How the world’s coffee addiction could destroy tropical forests to moose conquering newer areas in a warming Alaska—a quick look at the news you may have missed
A new study by the Massachusetts Institute of Technology (MIT) has stated that China and India would be facing severe water shortages due to economic growth, climate change, and demands of fast growing populations by mid century. Within 35 years, the two countries where roughly half the world's population lives may be facing what scientists are calling a "high risk of severe water stress". That translates into billions of people having access to a lot less water than they do today, according to the study.
New cars sold in the European Union were 3 per cent cleaner in 2015 than the year before as restrictions on pollution forced manufacturers to make more efficient engines, data from the 28-nation bloc’s environment agency has showed. The average carbon dioxide output of the 13.7 million cars put on the road fell to 119.6 grams per kilometre driven from 123.4 gm/km the previous year, the Copenhagen-based European Environment Agency in Copenhagen said in a statement recently. The reading is 8 per cent below the target of 130 grams set by the European Commission for all new passenger vehicles in the bloc.
Soaring demand for coffee could hasten destructive climate change by encouraging producers to chop down some of the last remaining tropical forests as they struggle to increase yields on existing farmland, says a report released recently by the nonprofit Conservation International. Coffee grows in tropical countries near the equator, such as Indonesia, Brazil and Uganda, where thick jungles rich with biodiversity provide fresh water and store tons of carbon. Farmers expand their fields by felling trees in these forests and burning the dense underbrush— releasing that carbon into the atmosphere, where it traps other gases and warms the planet. As a result, deforestation is a two-fold environmental catastrophe: Left intact, forests absorb many of the pollutants that cause global warming. Destroyed, they unleash even more emissions and speed up the pace of climate change.

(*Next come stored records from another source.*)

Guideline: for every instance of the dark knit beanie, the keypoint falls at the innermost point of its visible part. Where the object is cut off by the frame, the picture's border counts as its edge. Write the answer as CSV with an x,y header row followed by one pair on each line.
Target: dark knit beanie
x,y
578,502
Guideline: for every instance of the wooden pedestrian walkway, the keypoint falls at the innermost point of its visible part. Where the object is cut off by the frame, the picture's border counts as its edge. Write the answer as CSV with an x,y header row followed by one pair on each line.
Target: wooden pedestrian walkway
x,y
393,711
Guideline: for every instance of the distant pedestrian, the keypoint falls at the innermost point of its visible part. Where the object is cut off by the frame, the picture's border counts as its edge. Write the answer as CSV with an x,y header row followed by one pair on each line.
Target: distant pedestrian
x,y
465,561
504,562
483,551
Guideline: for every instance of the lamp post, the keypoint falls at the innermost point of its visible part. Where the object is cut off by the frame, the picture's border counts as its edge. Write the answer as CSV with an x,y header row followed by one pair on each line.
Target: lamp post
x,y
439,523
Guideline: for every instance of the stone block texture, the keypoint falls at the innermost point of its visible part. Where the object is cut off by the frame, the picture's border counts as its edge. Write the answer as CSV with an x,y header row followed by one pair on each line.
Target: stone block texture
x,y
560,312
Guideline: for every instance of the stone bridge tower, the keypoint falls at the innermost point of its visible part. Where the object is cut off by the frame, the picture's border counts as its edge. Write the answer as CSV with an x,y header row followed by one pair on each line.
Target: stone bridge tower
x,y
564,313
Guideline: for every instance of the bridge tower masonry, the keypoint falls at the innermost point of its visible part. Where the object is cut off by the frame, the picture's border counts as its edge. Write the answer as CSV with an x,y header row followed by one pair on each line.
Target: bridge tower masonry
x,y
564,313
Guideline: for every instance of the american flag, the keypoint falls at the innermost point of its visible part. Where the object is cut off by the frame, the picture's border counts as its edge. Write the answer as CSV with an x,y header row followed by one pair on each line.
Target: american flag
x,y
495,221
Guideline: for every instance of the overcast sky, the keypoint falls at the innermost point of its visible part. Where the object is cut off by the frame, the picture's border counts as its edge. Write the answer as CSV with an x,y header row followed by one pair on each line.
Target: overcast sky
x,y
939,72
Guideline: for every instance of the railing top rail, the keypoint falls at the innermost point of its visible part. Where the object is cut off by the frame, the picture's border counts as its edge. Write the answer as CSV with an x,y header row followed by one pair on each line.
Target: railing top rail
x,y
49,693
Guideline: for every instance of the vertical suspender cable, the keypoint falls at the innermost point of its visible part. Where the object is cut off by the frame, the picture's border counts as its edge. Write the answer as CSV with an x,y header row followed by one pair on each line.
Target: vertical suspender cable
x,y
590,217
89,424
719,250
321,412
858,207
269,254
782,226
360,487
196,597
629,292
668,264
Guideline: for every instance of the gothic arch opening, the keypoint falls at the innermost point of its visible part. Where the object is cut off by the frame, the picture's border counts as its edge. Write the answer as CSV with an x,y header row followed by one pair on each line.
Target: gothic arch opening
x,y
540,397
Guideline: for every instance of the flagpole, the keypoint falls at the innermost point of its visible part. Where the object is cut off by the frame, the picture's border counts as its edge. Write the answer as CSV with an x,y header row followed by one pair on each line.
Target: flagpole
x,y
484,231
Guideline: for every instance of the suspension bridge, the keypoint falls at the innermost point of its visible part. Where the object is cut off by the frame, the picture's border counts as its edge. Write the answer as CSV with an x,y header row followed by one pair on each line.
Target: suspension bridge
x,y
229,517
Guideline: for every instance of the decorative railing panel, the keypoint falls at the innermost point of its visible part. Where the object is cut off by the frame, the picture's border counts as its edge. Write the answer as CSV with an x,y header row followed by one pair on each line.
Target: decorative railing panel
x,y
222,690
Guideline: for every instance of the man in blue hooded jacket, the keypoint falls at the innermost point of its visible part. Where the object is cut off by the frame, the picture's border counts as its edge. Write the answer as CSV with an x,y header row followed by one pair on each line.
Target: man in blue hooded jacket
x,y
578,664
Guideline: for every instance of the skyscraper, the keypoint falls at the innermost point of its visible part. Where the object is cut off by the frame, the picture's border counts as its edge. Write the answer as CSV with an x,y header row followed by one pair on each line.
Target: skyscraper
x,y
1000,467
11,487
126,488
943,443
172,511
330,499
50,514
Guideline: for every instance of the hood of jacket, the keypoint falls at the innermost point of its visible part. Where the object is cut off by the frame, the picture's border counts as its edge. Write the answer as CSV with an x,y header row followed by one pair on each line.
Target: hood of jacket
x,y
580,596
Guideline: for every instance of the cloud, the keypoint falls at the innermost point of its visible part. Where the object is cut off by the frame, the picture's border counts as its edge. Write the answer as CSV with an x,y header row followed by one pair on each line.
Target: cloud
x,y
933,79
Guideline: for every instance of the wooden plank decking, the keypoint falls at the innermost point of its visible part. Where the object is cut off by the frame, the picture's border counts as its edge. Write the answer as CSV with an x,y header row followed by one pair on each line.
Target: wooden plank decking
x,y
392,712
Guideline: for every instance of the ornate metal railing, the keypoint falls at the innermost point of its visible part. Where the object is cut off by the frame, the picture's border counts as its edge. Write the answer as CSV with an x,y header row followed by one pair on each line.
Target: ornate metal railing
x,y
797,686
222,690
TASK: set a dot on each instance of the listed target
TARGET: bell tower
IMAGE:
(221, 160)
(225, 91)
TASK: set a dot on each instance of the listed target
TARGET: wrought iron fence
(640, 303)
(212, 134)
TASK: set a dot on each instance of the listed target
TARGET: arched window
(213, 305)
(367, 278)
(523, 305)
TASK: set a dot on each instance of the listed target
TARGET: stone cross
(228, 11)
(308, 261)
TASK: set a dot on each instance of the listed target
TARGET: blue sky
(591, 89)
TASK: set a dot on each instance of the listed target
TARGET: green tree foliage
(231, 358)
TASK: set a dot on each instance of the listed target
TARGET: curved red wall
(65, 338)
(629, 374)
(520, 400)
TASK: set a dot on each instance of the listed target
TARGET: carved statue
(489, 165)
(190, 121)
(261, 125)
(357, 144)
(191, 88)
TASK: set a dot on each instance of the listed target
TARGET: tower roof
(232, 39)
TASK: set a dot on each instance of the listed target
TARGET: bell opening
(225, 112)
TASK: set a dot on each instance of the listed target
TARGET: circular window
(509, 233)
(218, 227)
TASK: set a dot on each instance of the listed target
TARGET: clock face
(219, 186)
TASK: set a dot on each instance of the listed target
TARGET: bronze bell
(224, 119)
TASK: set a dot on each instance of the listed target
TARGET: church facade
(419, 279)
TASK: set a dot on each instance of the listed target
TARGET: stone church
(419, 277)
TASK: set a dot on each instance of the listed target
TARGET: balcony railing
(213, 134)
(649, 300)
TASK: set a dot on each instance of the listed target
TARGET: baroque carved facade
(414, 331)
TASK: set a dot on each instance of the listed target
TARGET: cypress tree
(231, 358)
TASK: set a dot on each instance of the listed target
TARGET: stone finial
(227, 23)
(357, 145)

Rising temperatures and longer summers have helped the iconic Alaskan moose conquer vast new stretches of frozen tundra according to a new study. Changes in climate have seen a rapid increase in the size of plants that the moose depend on in winter to survive. The deer have moved hundreds of kilometres northwards following the spreading shrubs. Scientists believe the moose will continue to colonise new territories as warming continues.
Burkina Faso, Africa's biggest cotton grower, is phasing out the production of genetically modified cotton introduced by Monsanto Co., the world’s largest seed company, because growers are unhappy with the short length of its fibre. The country is reducing the acreage for genetically modified cotton this season until it’s completely phased out in 2018 and replaced by conventional cotton, the nation’s cabinet said in a statement recently.